Research Center Neurosensory Science, Cluster of Excellence Hearing4all, Department of Medical Physics and Acoustics, University of Oldenburg, Oldenburg, Germany.
Zalando Research, Zalando SE, Berlin, Germany.
PLoS Comput Biol. 2019 Jan 17;15(1):e1006595. doi: 10.1371/journal.pcbi.1006595. eCollection 2019 Jan.
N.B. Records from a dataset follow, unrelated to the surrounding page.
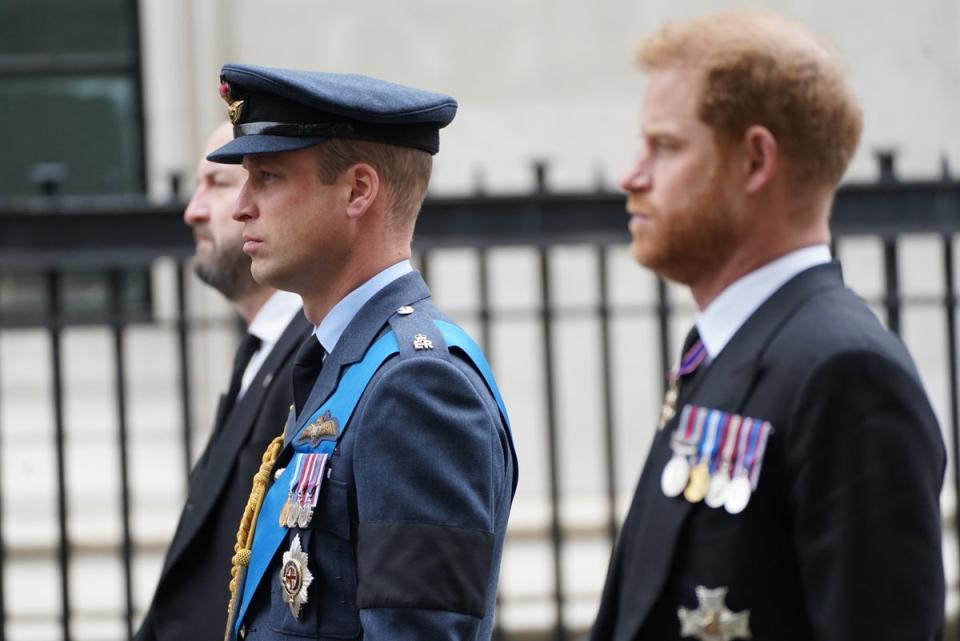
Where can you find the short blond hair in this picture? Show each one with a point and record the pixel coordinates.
(759, 68)
(403, 170)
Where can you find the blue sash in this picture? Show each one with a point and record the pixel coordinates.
(268, 535)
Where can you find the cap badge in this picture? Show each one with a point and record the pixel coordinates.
(422, 342)
(295, 577)
(713, 620)
(234, 107)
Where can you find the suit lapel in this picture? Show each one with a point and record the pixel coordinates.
(369, 322)
(207, 484)
(654, 524)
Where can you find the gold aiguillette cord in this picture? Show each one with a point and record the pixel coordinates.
(241, 549)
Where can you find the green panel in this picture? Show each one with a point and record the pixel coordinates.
(87, 124)
(67, 26)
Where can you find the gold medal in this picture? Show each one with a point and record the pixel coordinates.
(698, 484)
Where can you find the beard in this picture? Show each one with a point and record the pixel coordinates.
(693, 238)
(226, 268)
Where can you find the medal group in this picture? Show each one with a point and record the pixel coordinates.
(716, 459)
(304, 490)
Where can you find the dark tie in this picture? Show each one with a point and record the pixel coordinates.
(248, 347)
(306, 369)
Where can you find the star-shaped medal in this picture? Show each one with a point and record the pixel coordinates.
(713, 620)
(295, 577)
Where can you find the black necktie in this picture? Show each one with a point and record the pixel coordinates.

We investigate how the neural processing in auditory cortex is shaped by the statistics of natural sounds. Hypothesising that auditory cortex (A1) represents the structural primitives out of which sounds are composed, we employ a statistical model to extract such components. The input to the model are cochleagrams which approximate the non-linear transformations a sound undergoes from the outer ear, through the cochlea to the auditory nerve. Cochleagram components do not superimpose linearly, but rather according to a rule which can be approximated using the max function. This is a consequence of the compression inherent in the cochleagram and the sparsity of natural sounds. Furthermore, cochleagrams do not have negative values. Cochleagrams are therefore not matched well by the assumptions of standard linear approaches such as sparse coding or ICA. We therefore consider a new encoding approach for natural sounds, which combines a model of early auditory processing with maximal causes analysis (MCA), a sparse coding model which captures both the non-linear combination rule and non-negativity of the data. An efficient truncated EM algorithm is used to fit the MCA model to cochleagram data. We characterize the generative fields (GFs) inferred by MCA with respect to in vivo neural responses in A1 by applying reverse correlation to estimate spectro-temporal receptive fields (STRFs) implied by the learned GFs. Despite the GFs being non-negative, the STRF estimates are found to contain both positive and negative subfields, where the negative subfields can be attributed to explaining away effects as captured by the applied inference method. A direct comparison with ferret A1 shows many similar forms, and the spectral and temporal modulation tuning of both ferret and model STRFs show similar ranges over the population. In summary, our model represents an alternative to linear approaches for biological auditory encoding while it captures salient data properties and links inhibitory subfields to explaining away effects.
我们研究了听觉皮层中的神经处理是如何受到自然声音统计数据的影响的。假设听觉皮层(A1)表示声音组成的结构基元,我们采用了一个统计模型来提取这些基元。模型的输入是耳蜗图,它近似于声音从外耳经过耳蜗到听神经所经历的非线性变换。耳蜗图成分不会线性叠加,而是根据一个可以用最大值函数来近似的规则进行叠加。这是耳蜗图中的压缩和自然声音的稀疏性所导致的结果。此外,耳蜗图没有负值。因此,耳蜗图与标准线性方法(如稀疏编码或 ICA)的假设不太匹配。因此,我们考虑了一种新的自然声音编码方法,该方法结合了早期听觉处理模型和最大因果分析(MCA),MCA 是一种稀疏编码模型,它同时捕捉了数据的非线性组合规则和非负性。我们使用高效截断的 EM 算法将 MCA 模型拟合到耳蜗图数据中。我们通过应用反向相关来估计学习到的 GFs 所隐含的时频谱响应(STRFs),从而从 MCA 推断出的生成场(GFs)的特征来描述与 A1 中体内神经反应的关系。尽管 GFs 是非负的,但 STRF 估计值包含正和负子场,其中负子场可以归因于应用的推断方法所捕获的解释消除效应。与雪貂 A1 的直接比较显示出许多相似的形式,并且雪貂和模型 STRF 的频谱和时间调制调谐都显示出相似的群体范围。总之,我们的模型代表了一种替代线性方法的生物听觉编码方法,同时它捕捉了显著的数据特性,并将抑制子场与解释消除效应联系起来。